As many as 7.9 million individuals across the nation live with both substance abuse disorder and mental illness. Having two illnesses at the same time is known as “comorbidity” and can make dual recovery treatment exponentially more difficult.
Challenge of Dual Diagnosis and Treatment
Dual diagnosis of mental illness and drug addiction pose a unique challenge to physicians as patients with both have to brain disorders that influence one another. This leads doctors to wonder: which influences which and which requires treatment? Or do both require treatment? Will the treatment of one adversely affect the other?
Another thing physicians must consider is that mental illness and addiction involve many of the same molecules, pathways, and chemicals in the brain. Because of this, they share many resemblances. Some of those similarities are as follows:
- In both alcoholism and mood disorders, a serotonin transporter is particularly active.
- The brains of individuals who have schizophrenia and/or addiction to certain stimulants such as cocaine show increased dopamine activity.
- Additionally, both people with schizophrenia and cocaine users demonstrate a dysfunctional reward pathway when dopamine activity increases.
- Recent studies suggest that the brain in one in four individuals who smoke marijuana have a catechol-o-methyltransferase gene variant that makes them more likely to develop schizophrenia as a result of their marijuana use.
There are several other findings that suggest a link between mental illness and substance abuse, findings that, instead of helping, make it exponentially more difficult for health care professionals to provide an accurate dual diagnosis or to perform a dual treatment.

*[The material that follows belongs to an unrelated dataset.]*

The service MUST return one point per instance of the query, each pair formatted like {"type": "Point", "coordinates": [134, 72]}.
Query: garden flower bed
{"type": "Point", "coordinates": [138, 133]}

For instance, one study reveals that 70 percent of schizophrenics smoke, while another reveals that stimulants such as cocaine can cause mania, anxiety, panic attacks and sleep disorders. Depression occurs when the reward center of the brain receives little to no natural stimulation.
Physicians may face many challenges when it comes to the dual diagnosis of drug abuse and mental illness. However, an accurate diagnosis is necessary to get afflicted individuals on the path to recovery.